Activating brown adipose tissue (BAT) increases plasma lipoprotein metabolism and accelerates clearance of their remnants by hepatic tissue according to new research published in Nature Communications. In turn, this process limits atherosclerosis and might be useful in developing therapies for this disease.

The investigators fed APOE*3-Leiden.CETP transgenic mice, a model of atherosclerosis that has human-like lipoprotein metabolism, with a diet that induces hyperlipidaemia and atherosclerosis. BAT was then activated using subcutaneous injections of a β3-adrenergic receptor (β3AR) agonist that mimics the effect of cold exposure and induces thermogenesis. Control mice received the same diet, but were injected with phosphate buffered saline.
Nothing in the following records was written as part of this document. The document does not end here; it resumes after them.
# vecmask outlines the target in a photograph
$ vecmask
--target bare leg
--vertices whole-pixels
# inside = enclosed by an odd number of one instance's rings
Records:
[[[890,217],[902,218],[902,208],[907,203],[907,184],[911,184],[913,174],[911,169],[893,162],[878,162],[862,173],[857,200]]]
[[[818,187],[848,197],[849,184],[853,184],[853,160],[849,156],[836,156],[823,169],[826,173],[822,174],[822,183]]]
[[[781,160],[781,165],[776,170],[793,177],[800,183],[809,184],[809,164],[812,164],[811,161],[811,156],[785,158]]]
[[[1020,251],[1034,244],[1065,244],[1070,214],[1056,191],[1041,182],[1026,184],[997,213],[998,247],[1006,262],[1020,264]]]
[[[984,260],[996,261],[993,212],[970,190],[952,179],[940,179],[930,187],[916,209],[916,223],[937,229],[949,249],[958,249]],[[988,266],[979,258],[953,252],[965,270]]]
Overall, mice receiving the β3AR agonist lost weight (by up to −8% from their initial weight), and had less total gain of fat mass (−81%) than controls over 10 weeks. This effect was attributed to increased fatty acid oxidation (+67% over controls on the day of injection). Mice treated with the β3AR agonist also had increased white adipose tissue browning compared with controls.

Activation of BAT reduced plasma levels of triglycerides and total cholesterol (approximately −54% and −23%, respectively). This effect was attributed to faster plasma turnover and increased hepatic uptake of lipoprotein remnants in β3AR agonist-treated mice as measured using glycerol tri[3H]oleate and [14C]cholesteryl oleate-labelled particles that mimic VLDL.
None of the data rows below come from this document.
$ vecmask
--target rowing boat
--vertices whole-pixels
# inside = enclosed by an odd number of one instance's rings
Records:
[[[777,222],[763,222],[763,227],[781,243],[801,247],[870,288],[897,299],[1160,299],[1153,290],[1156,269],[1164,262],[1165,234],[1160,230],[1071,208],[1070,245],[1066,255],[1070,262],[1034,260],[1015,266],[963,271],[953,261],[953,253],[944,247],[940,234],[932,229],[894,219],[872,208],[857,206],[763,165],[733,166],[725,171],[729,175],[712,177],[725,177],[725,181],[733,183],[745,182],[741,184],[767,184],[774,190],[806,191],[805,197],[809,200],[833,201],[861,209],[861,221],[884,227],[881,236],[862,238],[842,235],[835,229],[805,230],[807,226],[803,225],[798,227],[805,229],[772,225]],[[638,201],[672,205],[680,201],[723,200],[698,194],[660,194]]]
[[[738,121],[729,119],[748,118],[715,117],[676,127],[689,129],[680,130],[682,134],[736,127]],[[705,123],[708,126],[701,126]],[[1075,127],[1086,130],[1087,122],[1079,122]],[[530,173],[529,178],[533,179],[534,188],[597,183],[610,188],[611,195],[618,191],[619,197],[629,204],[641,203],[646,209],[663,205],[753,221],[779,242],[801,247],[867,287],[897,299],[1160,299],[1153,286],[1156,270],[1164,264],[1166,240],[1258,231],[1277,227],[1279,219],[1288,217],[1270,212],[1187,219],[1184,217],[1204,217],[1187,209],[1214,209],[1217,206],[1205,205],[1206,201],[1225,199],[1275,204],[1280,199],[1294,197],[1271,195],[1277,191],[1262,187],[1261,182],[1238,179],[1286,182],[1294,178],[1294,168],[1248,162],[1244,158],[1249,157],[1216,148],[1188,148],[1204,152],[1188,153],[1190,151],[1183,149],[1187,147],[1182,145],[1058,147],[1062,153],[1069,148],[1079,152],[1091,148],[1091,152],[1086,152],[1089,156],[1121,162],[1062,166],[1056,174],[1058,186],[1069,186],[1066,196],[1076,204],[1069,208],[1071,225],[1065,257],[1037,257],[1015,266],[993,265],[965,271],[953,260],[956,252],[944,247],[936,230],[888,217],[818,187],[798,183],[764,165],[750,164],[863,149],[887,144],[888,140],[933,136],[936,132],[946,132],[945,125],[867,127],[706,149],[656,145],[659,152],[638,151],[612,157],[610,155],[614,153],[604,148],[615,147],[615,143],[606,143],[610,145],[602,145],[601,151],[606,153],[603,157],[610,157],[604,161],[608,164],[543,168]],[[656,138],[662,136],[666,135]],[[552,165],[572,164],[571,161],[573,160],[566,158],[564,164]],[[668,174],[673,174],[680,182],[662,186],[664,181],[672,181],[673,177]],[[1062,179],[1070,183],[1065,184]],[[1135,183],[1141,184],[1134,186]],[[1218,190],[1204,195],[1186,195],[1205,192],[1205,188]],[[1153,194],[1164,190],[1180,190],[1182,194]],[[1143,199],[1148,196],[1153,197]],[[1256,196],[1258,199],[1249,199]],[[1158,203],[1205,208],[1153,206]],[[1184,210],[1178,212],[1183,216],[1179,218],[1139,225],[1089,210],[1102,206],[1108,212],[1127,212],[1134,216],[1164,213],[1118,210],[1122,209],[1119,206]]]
Furthermore, mice treated with the β3AR agonist had fewer atherosclerotic lesions (mean lesion area 43% lower than in control mice), which was correlated with reduced total plasma cholesterol exposure. Importantly, this antiatherogenic effect was abrogated in mice deficient in apolipoprotein E (apoE) and LDL receptor, which are essential for hepatic clearance of triglyceride-rich lipoprotein remnants.

The investigators comment that, “these findings demonstrate that activation of BAT reduces plasma (V)LDL-cholesterol through enhanced LDLR-mediated hepatic clearance of apoE-containing lipoprotein remnants and subsequently reduces atherosclerosis development.”